The shortest route to abstinence is Googling "STD rates in America": Punch that bad boy into your phone and you'll have a whole new appreciation for Ciara and Russell Wilson's arrangement. More than half of all people will have an STD at some point in their lifetime, and there are 19.7 million new STDs contracted in the U.S. every year. The stats are stunning enough to make you want to smack the next guy who claims that condoms don't fit him.

But while we're far from living in an STD-free utopia, there are some promising advancements in sexual health on the horizon. "Multi-prevention technologies," or MPTs, are products that combine protection against pregnancy, HIV, and other STDs — they're the most promising frontier. Currently the condom is the only true MPT that exists — hormonal birth control, for example, isn't an MPT because it doesn't protect against STDs — but several others could hit the market as soon as 2020.

"It's really exciting to see several MPT candidates now entering Phase I clinical trials, and many more innovative prevention products in the pipeline," said Bethany Holt Young, the executive director for the Initiative for Multipurpose Prevention Technologies at the Public Health Institute. "But like all drugs in development, it is hard to say exactly when they will be available, as this depends on how they do in the trials."

With that in mind, here's what that the future of STD prevention might look like.

By 2020, we could have ...
The Origami Male Condom: Unlike other latex condoms, the Origami condom comes neatly folded up instead of rolled into a tight ring. This sheathlike design is looser than traditional condoms, allowing it to more easily conform to the natural movements of the body during sex, and creating a more pleasurable experience for both partners. The condom is currently being tested on humans, and "new design advancements" are expected to hit the market as early as late 2015.

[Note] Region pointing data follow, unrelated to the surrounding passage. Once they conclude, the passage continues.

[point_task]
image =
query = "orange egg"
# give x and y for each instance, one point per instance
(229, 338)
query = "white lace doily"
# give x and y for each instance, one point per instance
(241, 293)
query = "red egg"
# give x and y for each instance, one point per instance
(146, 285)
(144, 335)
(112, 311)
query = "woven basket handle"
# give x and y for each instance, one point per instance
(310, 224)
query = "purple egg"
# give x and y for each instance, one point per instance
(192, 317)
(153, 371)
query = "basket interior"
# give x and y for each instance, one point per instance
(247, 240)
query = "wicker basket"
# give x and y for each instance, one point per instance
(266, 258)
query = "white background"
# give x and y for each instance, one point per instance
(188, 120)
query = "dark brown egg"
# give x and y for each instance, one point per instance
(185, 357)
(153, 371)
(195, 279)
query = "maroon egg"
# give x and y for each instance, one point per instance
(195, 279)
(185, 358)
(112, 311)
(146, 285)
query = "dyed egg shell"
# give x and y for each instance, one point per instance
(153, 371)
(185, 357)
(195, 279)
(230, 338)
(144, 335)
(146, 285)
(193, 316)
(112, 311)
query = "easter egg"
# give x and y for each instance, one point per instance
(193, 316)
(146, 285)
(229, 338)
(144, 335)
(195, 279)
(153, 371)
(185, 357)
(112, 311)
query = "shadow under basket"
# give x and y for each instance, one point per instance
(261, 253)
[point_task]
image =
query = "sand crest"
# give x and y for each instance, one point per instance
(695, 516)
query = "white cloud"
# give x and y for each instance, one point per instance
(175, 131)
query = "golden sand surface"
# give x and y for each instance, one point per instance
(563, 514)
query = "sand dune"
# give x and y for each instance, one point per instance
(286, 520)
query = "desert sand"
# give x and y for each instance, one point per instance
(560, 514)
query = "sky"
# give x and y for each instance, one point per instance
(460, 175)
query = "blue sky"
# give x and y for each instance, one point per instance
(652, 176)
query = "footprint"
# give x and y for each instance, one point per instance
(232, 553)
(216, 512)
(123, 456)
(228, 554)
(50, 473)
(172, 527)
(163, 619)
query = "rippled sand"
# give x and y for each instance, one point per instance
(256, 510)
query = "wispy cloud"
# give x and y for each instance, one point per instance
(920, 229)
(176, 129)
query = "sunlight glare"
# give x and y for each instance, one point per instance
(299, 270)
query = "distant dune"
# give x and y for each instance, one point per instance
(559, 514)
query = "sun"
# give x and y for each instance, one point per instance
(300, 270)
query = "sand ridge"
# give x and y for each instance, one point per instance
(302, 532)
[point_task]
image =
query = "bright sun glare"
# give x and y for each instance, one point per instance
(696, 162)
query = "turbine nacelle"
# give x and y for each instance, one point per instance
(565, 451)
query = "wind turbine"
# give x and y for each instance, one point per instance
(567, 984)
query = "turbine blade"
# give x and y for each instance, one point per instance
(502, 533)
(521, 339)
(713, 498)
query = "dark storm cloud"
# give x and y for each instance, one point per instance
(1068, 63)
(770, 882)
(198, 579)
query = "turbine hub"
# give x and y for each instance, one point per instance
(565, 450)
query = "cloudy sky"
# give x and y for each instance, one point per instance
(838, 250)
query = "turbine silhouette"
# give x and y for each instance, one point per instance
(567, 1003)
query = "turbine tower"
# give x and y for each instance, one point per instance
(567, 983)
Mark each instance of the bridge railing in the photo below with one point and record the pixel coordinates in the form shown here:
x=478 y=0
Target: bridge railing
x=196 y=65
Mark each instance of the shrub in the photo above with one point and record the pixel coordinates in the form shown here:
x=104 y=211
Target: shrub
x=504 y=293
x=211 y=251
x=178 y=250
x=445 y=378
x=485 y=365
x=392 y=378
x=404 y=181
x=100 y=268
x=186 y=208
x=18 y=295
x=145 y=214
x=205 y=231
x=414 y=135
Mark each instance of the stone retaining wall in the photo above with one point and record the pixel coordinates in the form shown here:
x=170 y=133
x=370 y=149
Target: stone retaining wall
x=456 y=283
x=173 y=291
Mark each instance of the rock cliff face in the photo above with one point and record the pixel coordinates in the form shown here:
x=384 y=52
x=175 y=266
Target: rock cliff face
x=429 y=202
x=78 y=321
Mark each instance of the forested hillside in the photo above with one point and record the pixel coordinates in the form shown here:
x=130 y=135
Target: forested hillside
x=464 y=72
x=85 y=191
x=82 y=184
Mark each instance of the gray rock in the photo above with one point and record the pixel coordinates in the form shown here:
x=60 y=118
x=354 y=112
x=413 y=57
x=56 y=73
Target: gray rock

Watch: Latex vs Origami Condom

By 2025, we could have...
A vaginal ring that protects against HIV, pregnancy, and herpes: The small, flexible ring would be loaded with the hormone Levonorgestrel and the medication Tenofovir. Because it's a ring, the device could be inserted without a male partner knowing, empowering women to have control over their own sexual health. It's currently in phase one of clinical trials.
A vaginal film that protects against HIV and herpes: Loaded with monoclonal antibodies — antibodies that are made specifically to counteract STD antigens — this film could help protect the 776,000 Americans who contract herpes each year. It's also in phase one of clinical trials, and could hit the market within the next ten years.
• A vaginal gel that protects against HIV and herpes: The one percent Tenofovir gel — which must be applied daily — is already in stage three clinical trials and is currently being tested on patients in South Africa. If it passes FDA muster, it could be on the market even before 2025.

2030 and beyond ...

The hydrogel condom: Say good-bye to latex and hello to "tough hydrogels," a biomaterial similar to those used in contact lenses — they could feel much more like human skin than regular condoms. "A research team at the University of Wollongong is using funding from the Bill and Melinda Gates Foundation to continue their work on developing the "next-generation condom." According to a university press release, "Once we have a material that is strong, safe and potentially more pleasurable we will need to move from a situation of 'having to' wear a condom to 'wanting to' use one."
A tablet that protects against HIV and herpes: A quick-dissolving vaginal tablet that's currently in clinical trials, the Tenofovir tablet could protect against HIV and herpes. Researchers are currently working on a way to make the tablet dissolve faster, reducing discomfort.
A vaginal gel that protects against basically everything:
Polyphenylene carboxymethylene (PPCM for short, because try saying that three times fast) is still in preclinical trials, but it packs a lot of promise: A vaginal gel made from a highly charged polymer, PPCM blocks viruses from attaching to host cells. If testing goes well, it could protect against HIV, chlamydia, gonorrhea, HIV, herpes, HPV, and pregnancy.